As a home brewer, the owner of 2Toms Brewing took a professional approach to his craft (craft beer, that is). He had an Untapped account. He made labels. He distributed his beers for fun so that others could try them.

“It was never my intention to go from homebrewing to having a brewery,” said Carpenter. But through sharing his beers, Carpenter was encouraged to open a brewery. In 2018, he opened 2Toms with his culinary approach to beer making.

“We’re really big about the ingredients and flavors we use,” said Carpenter. “(The beer) is not always traditional in style. I’m all about getting the look, the taste, the texture and the aroma to come through in the beer.”

From kettle sours to big stouts to IPAs, 2Toms prides itself on brewing inventive beers.

Over the past five years, Carpenter had the opportunity to travel quite a bit and immerse himself in the craft brewing scene … to try different recipes and to understand the craft. He even had a chance to brew with the lead brewers at Monkish Brewing in California.

Brewing under a different business model and a different approach to beer, Fortlandia Brewing is Fort Wayne’s newest brewery.

Its owners have over 40 combined years of experience brewing beer.

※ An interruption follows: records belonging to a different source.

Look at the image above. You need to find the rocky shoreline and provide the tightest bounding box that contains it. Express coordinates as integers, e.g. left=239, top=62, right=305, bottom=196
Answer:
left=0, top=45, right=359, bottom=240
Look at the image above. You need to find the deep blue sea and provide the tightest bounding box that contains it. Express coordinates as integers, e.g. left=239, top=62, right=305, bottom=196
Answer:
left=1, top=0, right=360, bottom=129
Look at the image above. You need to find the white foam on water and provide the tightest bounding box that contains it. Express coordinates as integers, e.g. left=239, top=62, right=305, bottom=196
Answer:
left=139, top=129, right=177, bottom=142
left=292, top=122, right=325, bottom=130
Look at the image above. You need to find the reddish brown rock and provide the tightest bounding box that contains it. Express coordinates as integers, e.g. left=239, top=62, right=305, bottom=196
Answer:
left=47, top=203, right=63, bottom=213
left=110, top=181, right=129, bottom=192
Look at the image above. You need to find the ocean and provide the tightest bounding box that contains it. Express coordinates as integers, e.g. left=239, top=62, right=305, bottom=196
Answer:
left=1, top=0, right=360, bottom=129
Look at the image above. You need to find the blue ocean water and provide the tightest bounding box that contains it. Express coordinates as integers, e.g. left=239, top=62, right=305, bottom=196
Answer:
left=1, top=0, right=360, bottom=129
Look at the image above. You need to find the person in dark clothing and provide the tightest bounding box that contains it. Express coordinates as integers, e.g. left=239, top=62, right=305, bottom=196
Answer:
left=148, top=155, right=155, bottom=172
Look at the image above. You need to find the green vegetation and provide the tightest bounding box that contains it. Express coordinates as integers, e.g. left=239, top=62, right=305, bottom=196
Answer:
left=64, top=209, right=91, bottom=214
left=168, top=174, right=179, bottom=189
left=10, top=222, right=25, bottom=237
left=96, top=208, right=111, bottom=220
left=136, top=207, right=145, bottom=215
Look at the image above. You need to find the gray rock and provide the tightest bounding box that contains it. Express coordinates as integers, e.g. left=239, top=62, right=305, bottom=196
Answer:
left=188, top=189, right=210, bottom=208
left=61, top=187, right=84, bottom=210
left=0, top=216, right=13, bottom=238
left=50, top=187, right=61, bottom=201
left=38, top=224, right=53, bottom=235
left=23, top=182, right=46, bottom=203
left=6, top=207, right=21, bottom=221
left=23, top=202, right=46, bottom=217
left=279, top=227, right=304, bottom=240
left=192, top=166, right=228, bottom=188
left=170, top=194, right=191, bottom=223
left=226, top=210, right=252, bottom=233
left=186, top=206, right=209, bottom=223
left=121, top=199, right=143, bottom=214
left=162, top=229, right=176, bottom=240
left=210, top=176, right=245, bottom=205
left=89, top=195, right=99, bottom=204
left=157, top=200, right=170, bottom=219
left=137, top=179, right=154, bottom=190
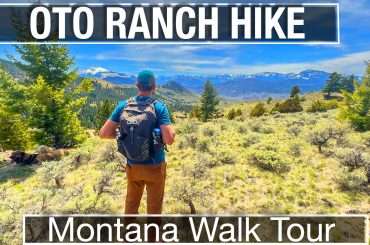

The team of four are members of MASH, Fort Wayne’s homebrewing club.

There are breweries that are started by businessmen who want to capitalize on the trend or a restaurateur who sees it as a market in which to expand, said Fortlandia co-owner Dan Voors, “We’re a company of brewers.”

Fortlandia is Fort Wayne’s first nano brewery, a concept that is popular on the west coast. While most local breweries operate out of a five barrel or 15-barrel system, Fortlandia has just one barrel. This might seem like a disadvantage on the surface, Voors said that a smaller brewing system opens up opportunities.

“We can take a lot more risks, try new things and stay on the edge of craft brewing trends,” he said.